Even if you don't use complex wallet functionality like multisignature or Lightning, improving their privacy also improves yours, as it makes chain surveillance more difficult and increases the broader Bitcoin network anonymity set.
What Taproot Could Ultimately Enable For Average Bitcoin Users
By making transactions cheaper, more efficient, and more private, the adoption of Taproot will set the stage for extra functionality to land on the Bitcoin network. As nodes upgrade and people start using Taproot addresses primarily, it will become more difficult for blockchain observers to spot and discriminate between senders and receivers, UTXOs will be treated more equally, and the broader Bitcoin network will be a more robust settlement network that enables complex functionality to be built on top.
Layer 2 protocols and sidechains will be empowered to step up and leverage even more sophisticated smart contracts for coordinating funds on the base layer. The end-user might not construct these themselves, but they will benefit from more special offerings in the broader Bitcoin ecosystem with stronger assurances. Although some decentralized finance applications and use cases are already being implemented on Bitcoin, the greater smart contract flexibility and capabilities brought by the Taproot upgrade can ultimately allow even more use cases to be implemented and more complex functionality to be deployed while leveraging the strong security assurances of the Bitcoin network — which no other "cryptocurrency" can match.
As bitcoin is actual money, long-term applications of decentralized finance can naturally only be built on top of it. Novelty networks such as Ethereum lack the monetary properties of the Bitcoin base layer and its security and robustness — part of the reason why most applications built on them have fallen short of accomplishing their value proposition over the long run. By patiently building up the foundations for a distributed, uncensorable, antifragile, and sovereign monetary network throughout its lifetime, Bitcoin is set to enjoy actual long term functionality and growth through a layered approach.
The Taproot upgrade, which also comprises Schnorr, MAST and Tapscript, builds on that foundation by furthering the security and privacy of the base layer and enabling more complex applications to be built on top of it. Greater flexibility of the smart contract functionalities of Bitcoin brings about a new era of unthinkable possibilities, opening up the door for broader use cases to be implemented on the best monetary network humanity has ever known.

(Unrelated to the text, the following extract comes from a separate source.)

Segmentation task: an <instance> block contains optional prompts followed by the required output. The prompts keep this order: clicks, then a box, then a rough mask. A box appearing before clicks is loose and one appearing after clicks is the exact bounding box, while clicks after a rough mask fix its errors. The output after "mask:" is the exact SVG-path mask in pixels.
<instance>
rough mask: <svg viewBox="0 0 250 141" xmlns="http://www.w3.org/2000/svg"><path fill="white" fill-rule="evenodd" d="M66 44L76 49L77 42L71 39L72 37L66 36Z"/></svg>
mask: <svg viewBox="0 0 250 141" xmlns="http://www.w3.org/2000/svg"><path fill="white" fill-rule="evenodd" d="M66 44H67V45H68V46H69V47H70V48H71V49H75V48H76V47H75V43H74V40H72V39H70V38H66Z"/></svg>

Over the long term, upgrades like Taproot and Lightning might effectively render altcoins redundant and unnecessary. If a given functionality can be implemented in Bitcoin, the most robust and secure network, it is only natural that it will. While altcoins foster innovation and eventually showcase some exciting use cases, they can be more accurately seen as experimentation playgrounds. Once real use cases are found, they will likely be ported to Bitcoin –– their best bet for continued, long-term development and usage.
To learn more about Taproot, Aaron van Wirdum's technical overview is a good place to start. For a more extensive explanation, reference Kraken Intelligence's detailed report published earlier this year. If you want to jump into the specific proposals, read BIP340, BIP341 and BIP342.